Если бы нация держалась лишь настоящим и прошлым, никто бы не стал защищать ее от опасности. Утверждать обратное – это лицемерие или недомыслие. Происходит иное – национальное прошлое отбрасывает отсветы своего обаяния, подлинного или. мнимого, в завтрашний день. Нам кажется желанным то будущее, в котором наша нация продолжала бы жить. Потому-то мы и встаем на ее защиту, а не в силу общности языка, крови и памяти. Защищаясь, мы защищаем наше завтра, а не наше вчера.

В словах Ренана сквозит именно это: нация – лучший залог завтрашнего дня. Плебисцит голосует за будущее. И то, что будущее оказывается продлением прошлого, ничуть не меняет сути дела, а единственно лишь доказывает, что и определение Ренана тоже архаично.

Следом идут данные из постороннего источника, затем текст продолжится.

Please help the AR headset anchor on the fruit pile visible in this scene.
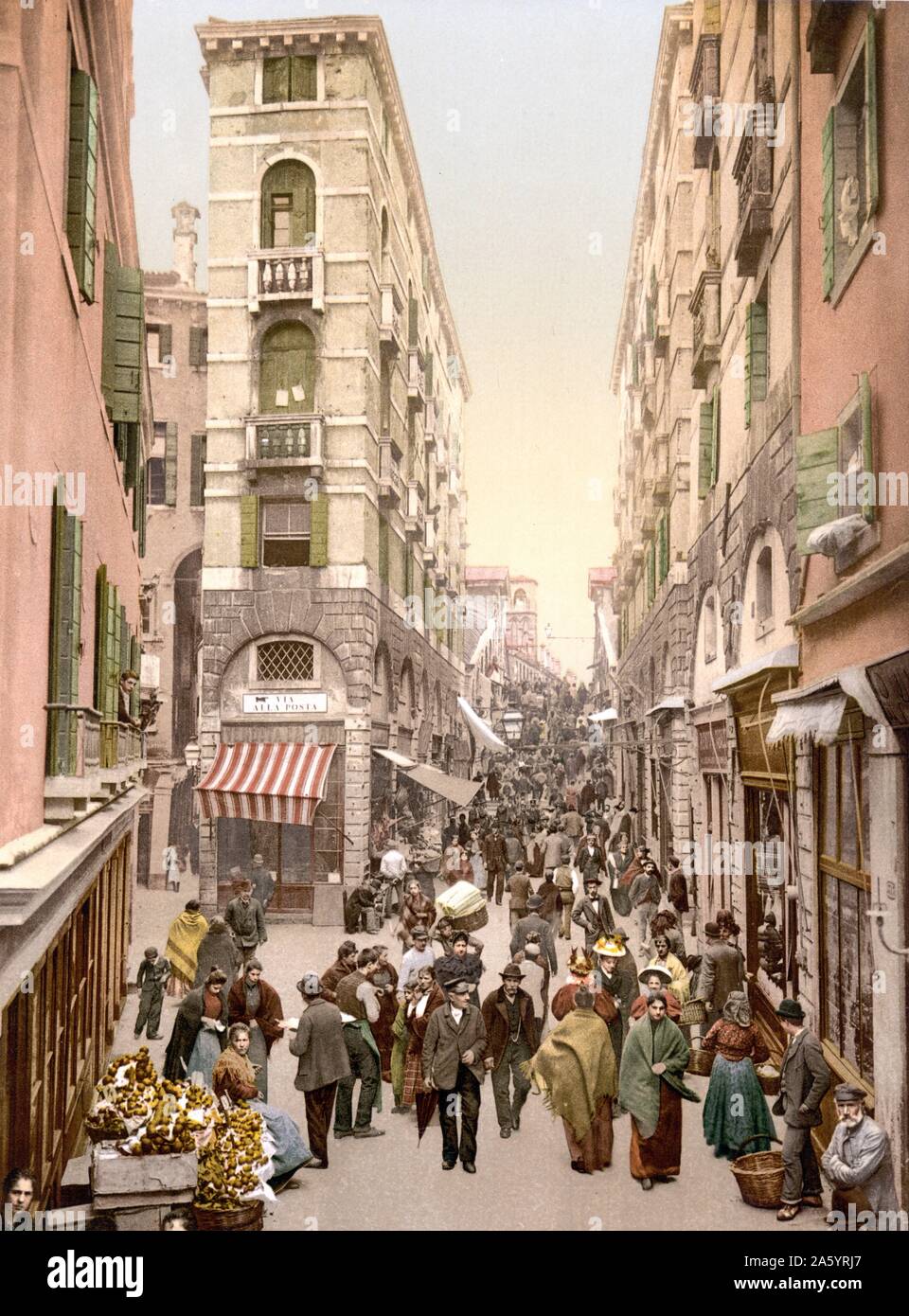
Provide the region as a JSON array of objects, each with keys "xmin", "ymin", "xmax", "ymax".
[
  {"xmin": 85, "ymin": 1046, "xmax": 214, "ymax": 1155},
  {"xmin": 193, "ymin": 1106, "xmax": 267, "ymax": 1211}
]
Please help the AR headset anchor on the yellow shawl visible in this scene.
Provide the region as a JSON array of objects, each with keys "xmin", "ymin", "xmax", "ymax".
[{"xmin": 165, "ymin": 909, "xmax": 208, "ymax": 987}]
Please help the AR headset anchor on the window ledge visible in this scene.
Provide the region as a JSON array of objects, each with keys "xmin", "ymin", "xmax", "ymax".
[{"xmin": 829, "ymin": 226, "xmax": 876, "ymax": 307}]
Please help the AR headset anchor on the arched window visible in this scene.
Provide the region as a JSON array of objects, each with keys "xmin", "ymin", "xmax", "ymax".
[
  {"xmin": 260, "ymin": 161, "xmax": 315, "ymax": 250},
  {"xmin": 755, "ymin": 543, "xmax": 774, "ymax": 624},
  {"xmin": 259, "ymin": 321, "xmax": 315, "ymax": 416},
  {"xmin": 704, "ymin": 594, "xmax": 717, "ymax": 662}
]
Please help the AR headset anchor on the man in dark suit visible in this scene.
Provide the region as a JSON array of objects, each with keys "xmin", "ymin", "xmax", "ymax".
[
  {"xmin": 571, "ymin": 873, "xmax": 615, "ymax": 952},
  {"xmin": 697, "ymin": 922, "xmax": 742, "ymax": 1028},
  {"xmin": 422, "ymin": 982, "xmax": 487, "ymax": 1174},
  {"xmin": 288, "ymin": 973, "xmax": 350, "ymax": 1170},
  {"xmin": 774, "ymin": 998, "xmax": 830, "ymax": 1220}
]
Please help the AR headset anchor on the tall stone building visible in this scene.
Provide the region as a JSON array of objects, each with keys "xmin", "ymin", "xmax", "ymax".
[
  {"xmin": 613, "ymin": 0, "xmax": 804, "ymax": 1005},
  {"xmin": 138, "ymin": 202, "xmax": 208, "ymax": 885},
  {"xmin": 0, "ymin": 0, "xmax": 152, "ymax": 1207},
  {"xmin": 196, "ymin": 18, "xmax": 470, "ymax": 914}
]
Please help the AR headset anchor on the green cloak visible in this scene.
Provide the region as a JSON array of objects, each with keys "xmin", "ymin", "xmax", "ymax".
[{"xmin": 618, "ymin": 1015, "xmax": 700, "ymax": 1140}]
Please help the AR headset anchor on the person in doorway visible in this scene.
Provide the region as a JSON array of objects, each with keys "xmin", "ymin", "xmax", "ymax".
[
  {"xmin": 421, "ymin": 981, "xmax": 487, "ymax": 1174},
  {"xmin": 773, "ymin": 994, "xmax": 830, "ymax": 1222},
  {"xmin": 165, "ymin": 900, "xmax": 208, "ymax": 998},
  {"xmin": 288, "ymin": 972, "xmax": 350, "ymax": 1168},
  {"xmin": 223, "ymin": 881, "xmax": 268, "ymax": 968},
  {"xmin": 483, "ymin": 963, "xmax": 537, "ymax": 1138},
  {"xmin": 133, "ymin": 946, "xmax": 171, "ymax": 1042},
  {"xmin": 227, "ymin": 958, "xmax": 284, "ymax": 1101}
]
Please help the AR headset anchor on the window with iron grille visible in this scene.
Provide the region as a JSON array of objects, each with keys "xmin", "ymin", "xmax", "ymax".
[{"xmin": 256, "ymin": 640, "xmax": 315, "ymax": 682}]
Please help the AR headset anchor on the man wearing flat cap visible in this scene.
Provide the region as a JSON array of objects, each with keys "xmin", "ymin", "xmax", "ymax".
[
  {"xmin": 422, "ymin": 979, "xmax": 487, "ymax": 1174},
  {"xmin": 483, "ymin": 963, "xmax": 537, "ymax": 1138},
  {"xmin": 821, "ymin": 1083, "xmax": 900, "ymax": 1231},
  {"xmin": 774, "ymin": 996, "xmax": 830, "ymax": 1221},
  {"xmin": 288, "ymin": 969, "xmax": 350, "ymax": 1168}
]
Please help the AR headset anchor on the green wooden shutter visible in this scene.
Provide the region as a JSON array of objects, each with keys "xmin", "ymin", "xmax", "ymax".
[
  {"xmin": 291, "ymin": 55, "xmax": 317, "ymax": 100},
  {"xmin": 109, "ymin": 264, "xmax": 145, "ymax": 422},
  {"xmin": 821, "ymin": 109, "xmax": 835, "ymax": 300},
  {"xmin": 710, "ymin": 385, "xmax": 720, "ymax": 489},
  {"xmin": 65, "ymin": 68, "xmax": 98, "ymax": 301},
  {"xmin": 189, "ymin": 435, "xmax": 208, "ymax": 507},
  {"xmin": 379, "ymin": 516, "xmax": 388, "ymax": 584},
  {"xmin": 859, "ymin": 371, "xmax": 876, "ymax": 521},
  {"xmin": 101, "ymin": 242, "xmax": 119, "ymax": 397},
  {"xmin": 261, "ymin": 55, "xmax": 291, "ymax": 105},
  {"xmin": 697, "ymin": 402, "xmax": 713, "ymax": 497},
  {"xmin": 240, "ymin": 493, "xmax": 259, "ymax": 567},
  {"xmin": 796, "ymin": 425, "xmax": 839, "ymax": 557},
  {"xmin": 309, "ymin": 493, "xmax": 329, "ymax": 567},
  {"xmin": 165, "ymin": 419, "xmax": 176, "ymax": 507},
  {"xmin": 864, "ymin": 9, "xmax": 879, "ymax": 216}
]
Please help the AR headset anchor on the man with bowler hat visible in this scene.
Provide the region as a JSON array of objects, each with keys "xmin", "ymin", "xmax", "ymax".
[
  {"xmin": 483, "ymin": 963, "xmax": 537, "ymax": 1138},
  {"xmin": 422, "ymin": 979, "xmax": 487, "ymax": 1174},
  {"xmin": 774, "ymin": 996, "xmax": 830, "ymax": 1221}
]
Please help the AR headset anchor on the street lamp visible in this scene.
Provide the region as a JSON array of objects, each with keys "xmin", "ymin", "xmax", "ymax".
[{"xmin": 501, "ymin": 708, "xmax": 524, "ymax": 745}]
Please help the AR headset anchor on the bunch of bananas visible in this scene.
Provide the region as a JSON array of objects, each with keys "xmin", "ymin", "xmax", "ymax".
[{"xmin": 195, "ymin": 1107, "xmax": 266, "ymax": 1211}]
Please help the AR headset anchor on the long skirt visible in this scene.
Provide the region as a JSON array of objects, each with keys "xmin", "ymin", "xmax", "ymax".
[
  {"xmin": 629, "ymin": 1080, "xmax": 682, "ymax": 1179},
  {"xmin": 249, "ymin": 1101, "xmax": 312, "ymax": 1178},
  {"xmin": 704, "ymin": 1056, "xmax": 776, "ymax": 1161},
  {"xmin": 187, "ymin": 1025, "xmax": 221, "ymax": 1089},
  {"xmin": 561, "ymin": 1096, "xmax": 612, "ymax": 1174}
]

Следовательно, государственное начало, воплощенное в национальном государстве, ближе к самой идее государства, чем античный полис или арабский «род», ограниченный узами крови. Действительно, национальное сознание отягчено немалым балластом исторических, территориальных и кровных атавизмов, но тем удивительнее видеть, как неизменно побеждает иное начало, объединяющее людей притягательной программой жизни. Больше того, я бы сказал, что этот балласт прошлого и относительное пристрастие к чисто природным основам не изначальны в европейском сознании, а обязаны тому книжному толкованию, которое дал национальной идее романтизм. Если бы подобный взгляд на национальность утвердился в Средние века, то и Франция, и Англия, и Испания, и Германия так и остались бы недоношенными [89]89
  Национальный дух чисто хронологически один из симптомов романтизма; оба они появляются в конце XVIII века. – Примеч. автора.


[Закрыть]
. Поскольку упомянутый взгляд путает то, что движет и создает нацию, с тем, что укрепляет и сохраняет ее. Отнюдь не патриотизм – и скажем это сразу и без обиняков – создал нации. Утверждать обратное – наивность, о которой я уже упоминал и которую сам Ренан допустил в своей прославленной формуле. Если для существования нации необходимо, чтобы люди держались за свое общее прошлое, позволю себе спросить, как бы мы отнеслись к ним в те самые времена, которые сегодня стали для нас упомянутым прошлым. Очевидно, это общее прошлое должно было прекратиться, бесследно пройти, чтобы они наконец могли сказать: «Мы – нация». Не вредит ли здесь корпоративный грех филолога, архивиста, профессиональный угол зрения, который мешает видеть действительность, если она позавчерашняя? Филолог действительно, чтобы стать филологом, нуждается в прошлом, но нация не нуждается. Напротив: прежде чем заиметь общее прошлое, надо создать эту общность, а прежде чем создать ее, надо ее вообразить, захотеть, замыслить. И чтобы нация была, достаточно одного помысла, даже если она не сумеет осуществить его и потерпит крах, как не однажды случалось. Такие нации – например бургундцев, можно было бы назвать неудавшимися.